Last Saturday, hundreds of students graduated from Lansing Community College. It was a time for celebration, but many of them are already in debt. Some will go on to four-year universities, where they’ll probably have to borrow a lot more money.
The average graduate in Michigan has $24,000 in student loan debt. That’s a bubble that’s about to burst, says the LCC Dean of Student Services. Dr. Evan Montague has written on the subject for the online magazine Bridge. He told WKAR’s Gretchen Millich that students must start planning ahead to cut down on the cost of a college degree.
DR. EVAN MONTAGUE: Student loans are very easy to obtain. They’ve become the largest single funding source in higher education, and they’ve just ballooned. With escalating cost in higher education, and at the same time declining state and federal support in education, we’re going to hit a precipice here sometime soon.
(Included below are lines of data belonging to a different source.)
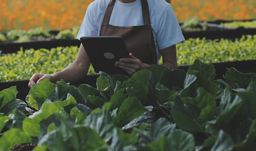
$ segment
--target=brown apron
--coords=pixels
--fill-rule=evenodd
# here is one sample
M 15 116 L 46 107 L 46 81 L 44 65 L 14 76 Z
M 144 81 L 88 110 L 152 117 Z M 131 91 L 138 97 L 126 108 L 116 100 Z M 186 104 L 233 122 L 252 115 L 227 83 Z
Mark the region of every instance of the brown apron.
M 100 36 L 121 36 L 124 40 L 128 51 L 135 57 L 140 60 L 142 63 L 156 64 L 157 52 L 147 0 L 141 0 L 144 25 L 129 27 L 108 24 L 115 0 L 110 0 L 108 3 L 101 24 Z

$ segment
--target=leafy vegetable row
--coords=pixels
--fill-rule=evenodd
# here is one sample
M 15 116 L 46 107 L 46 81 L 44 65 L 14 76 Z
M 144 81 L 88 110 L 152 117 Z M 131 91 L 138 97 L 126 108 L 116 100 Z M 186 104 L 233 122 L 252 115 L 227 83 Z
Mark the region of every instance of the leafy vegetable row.
M 18 42 L 33 40 L 45 40 L 51 39 L 73 39 L 76 38 L 79 27 L 71 29 L 63 30 L 56 35 L 52 34 L 49 30 L 42 27 L 31 29 L 28 31 L 22 29 L 13 29 L 6 34 L 0 33 L 0 42 L 15 41 Z
M 189 39 L 177 45 L 178 65 L 191 64 L 197 58 L 206 63 L 256 59 L 256 35 L 245 36 L 234 41 Z M 16 53 L 2 54 L 0 81 L 27 80 L 34 73 L 59 71 L 73 61 L 78 51 L 77 47 L 21 49 Z M 89 74 L 95 74 L 92 66 Z
M 0 92 L 0 151 L 31 142 L 35 151 L 253 150 L 256 73 L 215 76 L 197 59 L 187 73 L 158 65 L 130 78 L 101 72 L 97 88 L 46 79 L 27 106 L 10 87 Z
M 256 28 L 256 20 L 252 21 L 236 21 L 232 22 L 222 22 L 220 24 L 229 27 L 238 28 L 243 27 L 245 28 Z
Much like the mortgage industry, there’s concern that at some point in time we’re going to hit that bubble point with student loans. It’s going to leave a generation behind in terms of being able to do the things that their parents were able to do, such as purchase homes, and invest for their children’s education. So, many people are concerned about the future in terms of the well-being and economic success of graduates.
GRETCHEN MILLICH: It’s kind of a Catch 22 for young people who want to go to college. It’s good for the economy. It’s good for them. The can go on and have a successful career. But most people do need to borrow money because the cost is so high. How do they deal with that Catch 22?
MONTAGUE: You’re right. Continuing education and training is the magic ticket, and we need to increase the higher education attainment levels in the state. At the same time, there are different ways to pursue that, such as borrowing wisely when a student’s in school, using the summer for internships and work-based opportunities to try to have additional income and resources, and working while they go to school. A lot of our students are work-study students, so they work while they are going to school. Some are working with colleges and universities to set up payment plans and options. At LCC, we have a payment plan for our students that stretches their payments out throughout the semester, hopefully reducing reliance on student loans. I think the worst thing that we can get into is potentially over-borrowing, when the student comes to the reality after graduating that they have to repay that debt.
MILLICH: I hear students say that when they apply to colleges, colleges sometimes tell them not to worry about the debt. Just think about the end result. This is an investment in yourself. How can we change that culture? Because obviously, universities are in a bit of a double bind, too. They have costs, and they want students. How do they attract people and at the same time be honest about what the debt could be?
MONTAGUE: I think it is a balancing act, to figure out the best course for an individual to pursue. When I think about that investment, it needs to be a wise investment. I think this is a huge tension right now in higher education. What career path am I going into? At the same time, higher education is a point of discovery and challenge and trying to figure out that path in itself. I think it’ s incumbent on us in higher education to teach the core skill sets, the analytical skill sets, critical thinking, and communication skills that position students for success. That’s part of the equation. There are often things that are left to the end of a student’s undergraduate experience, like internships and work-based experiences that will help them solidify their choice and may help them find scholarship or employment-based opportunities while they are in school to help balance some of those expenses. From a federal perspective and also from the state level, we’re hearing a lot more, and a lot more funding streams will be tied to outcomes in the future. We’re reporting more data than ever before to the U.S. Department of Education about gainful employment programs, programs that show employment rates, as well as the student borrowing rates, to show the ability to repay a debt. Colleges and universities across the country are now putting more disclosures on all of their websites, based on U.S. Department of Education criteria at really getting at the true cost of an education, as well as the outcomes.